Not surprisingly, information like the preceding has taken a major toll on pubic support for the GOP plan. When the CNN/Opinion Research poll asked in a national survey “from everything you have heard or read about the Republicans’ plan to change Medicare so far, do you favor or oppose it,” just 35 percent of all respondents favored the Republican plan, while 58 percent expressed their opposition to it.

Disapproval was consistent across the board: Americans under the age of 50 (36 percent favor/57 percent oppose), those over the age of 50 (33 percent favor/60 percent oppose) and political independents (34 percent favor/57 percent oppose).

The lonely island of support for the Republican Medicare plan was, surprise, among Republican voters who backed the party position by 68 percent to 26 percent.

Similarly, when the ABC News-Washington Post poll this spring asked, “In order to reduce the national debt (the Republicans’ 2011 unifying mission), would you support or oppose cutting spending on Medicare, which is the government health insurance program for the elderly?” a mere 21 percent of those surveyed favored cutting Medicare spending, while a landslide 78 percent opposed any Medicare spending cuts.

In fact, any public criticism by a Republican of the Ryan plan puts the dissenter at risk of condemnation by party theologians as a heretic. Former House Speaker and current presidential candidate, as well as onetime keeper of the conservative flame, Newt Gingrich, was all but officially excommunicated from the GOP for his gratuitously disparaging knocking of the Ryan plan.

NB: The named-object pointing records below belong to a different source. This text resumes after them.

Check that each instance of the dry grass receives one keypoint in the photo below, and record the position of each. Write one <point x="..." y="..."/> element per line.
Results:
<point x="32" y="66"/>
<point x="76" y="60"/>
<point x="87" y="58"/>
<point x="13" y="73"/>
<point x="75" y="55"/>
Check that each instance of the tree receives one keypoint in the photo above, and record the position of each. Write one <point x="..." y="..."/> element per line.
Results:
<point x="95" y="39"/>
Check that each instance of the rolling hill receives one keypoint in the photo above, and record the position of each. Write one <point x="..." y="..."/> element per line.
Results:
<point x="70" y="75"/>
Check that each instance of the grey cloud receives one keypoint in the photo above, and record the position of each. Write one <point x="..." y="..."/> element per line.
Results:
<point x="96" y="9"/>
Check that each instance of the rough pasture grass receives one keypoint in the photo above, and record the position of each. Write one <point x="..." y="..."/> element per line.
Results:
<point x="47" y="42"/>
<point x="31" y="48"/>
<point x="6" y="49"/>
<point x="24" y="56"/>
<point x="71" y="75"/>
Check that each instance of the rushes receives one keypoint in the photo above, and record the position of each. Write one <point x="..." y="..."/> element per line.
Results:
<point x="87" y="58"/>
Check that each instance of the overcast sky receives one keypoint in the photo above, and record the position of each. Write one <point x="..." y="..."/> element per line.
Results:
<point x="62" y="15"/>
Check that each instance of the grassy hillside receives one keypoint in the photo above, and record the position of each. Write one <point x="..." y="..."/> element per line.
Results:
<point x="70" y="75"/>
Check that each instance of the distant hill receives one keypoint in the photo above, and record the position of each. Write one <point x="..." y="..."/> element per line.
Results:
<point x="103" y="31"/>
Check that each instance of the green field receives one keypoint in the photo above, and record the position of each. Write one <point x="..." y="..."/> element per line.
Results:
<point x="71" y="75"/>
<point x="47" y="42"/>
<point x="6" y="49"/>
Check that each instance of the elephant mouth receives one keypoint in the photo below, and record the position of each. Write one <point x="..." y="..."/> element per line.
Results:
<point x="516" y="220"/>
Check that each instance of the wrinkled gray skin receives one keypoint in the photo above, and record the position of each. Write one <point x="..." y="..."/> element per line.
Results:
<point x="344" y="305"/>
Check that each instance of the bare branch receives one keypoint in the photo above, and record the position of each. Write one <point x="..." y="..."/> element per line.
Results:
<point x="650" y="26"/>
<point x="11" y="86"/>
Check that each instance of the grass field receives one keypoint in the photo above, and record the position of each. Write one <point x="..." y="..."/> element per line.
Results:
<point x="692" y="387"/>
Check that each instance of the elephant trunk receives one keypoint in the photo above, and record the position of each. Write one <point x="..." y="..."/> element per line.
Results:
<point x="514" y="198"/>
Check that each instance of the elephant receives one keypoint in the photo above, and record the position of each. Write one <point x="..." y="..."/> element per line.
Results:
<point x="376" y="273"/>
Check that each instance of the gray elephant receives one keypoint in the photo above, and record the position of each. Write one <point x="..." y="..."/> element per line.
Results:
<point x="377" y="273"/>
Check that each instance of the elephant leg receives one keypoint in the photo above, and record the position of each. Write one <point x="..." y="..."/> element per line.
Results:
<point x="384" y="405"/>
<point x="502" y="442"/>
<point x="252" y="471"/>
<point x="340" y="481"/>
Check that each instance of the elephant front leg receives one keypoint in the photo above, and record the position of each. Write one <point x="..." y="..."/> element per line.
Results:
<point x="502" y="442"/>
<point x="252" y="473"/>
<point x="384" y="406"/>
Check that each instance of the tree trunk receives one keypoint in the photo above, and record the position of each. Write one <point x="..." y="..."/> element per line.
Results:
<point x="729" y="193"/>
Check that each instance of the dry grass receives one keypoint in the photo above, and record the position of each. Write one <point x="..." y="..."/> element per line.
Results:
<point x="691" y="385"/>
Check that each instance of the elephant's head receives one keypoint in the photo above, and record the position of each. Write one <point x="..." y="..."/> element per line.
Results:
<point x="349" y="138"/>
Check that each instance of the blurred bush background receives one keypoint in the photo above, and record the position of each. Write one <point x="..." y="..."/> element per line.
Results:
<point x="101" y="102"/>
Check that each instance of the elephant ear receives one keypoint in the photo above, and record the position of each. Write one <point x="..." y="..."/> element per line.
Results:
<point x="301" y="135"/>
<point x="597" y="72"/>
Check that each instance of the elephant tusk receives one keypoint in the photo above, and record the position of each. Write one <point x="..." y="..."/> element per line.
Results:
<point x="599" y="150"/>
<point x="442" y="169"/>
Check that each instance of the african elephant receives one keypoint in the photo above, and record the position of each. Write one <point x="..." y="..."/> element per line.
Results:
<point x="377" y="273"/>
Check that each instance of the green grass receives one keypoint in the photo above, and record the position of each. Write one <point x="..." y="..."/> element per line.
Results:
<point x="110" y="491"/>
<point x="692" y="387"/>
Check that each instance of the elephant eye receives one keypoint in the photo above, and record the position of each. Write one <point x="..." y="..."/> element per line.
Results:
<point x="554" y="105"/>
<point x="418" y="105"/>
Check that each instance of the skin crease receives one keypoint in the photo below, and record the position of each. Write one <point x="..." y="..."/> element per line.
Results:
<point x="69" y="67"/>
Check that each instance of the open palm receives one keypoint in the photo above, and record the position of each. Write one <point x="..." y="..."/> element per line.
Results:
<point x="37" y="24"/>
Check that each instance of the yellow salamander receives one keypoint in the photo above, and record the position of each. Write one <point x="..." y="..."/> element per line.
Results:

Here is where the Republicans’ Medicare voucher policy becomes a painfully risky political dilemma for Republican candidates in 2012. By uncritically backing the Ryan plan — which is overwhelmingly supported by Republican primary voters — the Republican candidate improves his chances of winning a contested Republican primary. But the route to victory in a November general election against a competitive Democrat may well require that the Republican candidate divorce and distance himself from the Ryan-Medicare voucher plan, which, as we have seen, is emphatically unpopular with the large majority of voters who are not Republicans.

Already, Republicans’ all-out support for the Ryan Medicare plan has cost them the loss, in a special congressional election in upstate New York, of a previously safe Republican House seat.

It is agreed that the winning Democrat, Kathy Hochul, was the decidedly superior candidate. But still there was a good chance that without Republican Jane Corwin’s having stated that if she had been in the House she would have voted for the Ryan plan, Hochul — a committed opponent of the Ryan plan — would not have won. At least, that’s how many Republican and Democratic observers of that upset victory read the outcome. And in politics, as we know, perception is reality.

This is why the Republicans have themselves to blame heading into 2012 for their party’s Medicare crisis.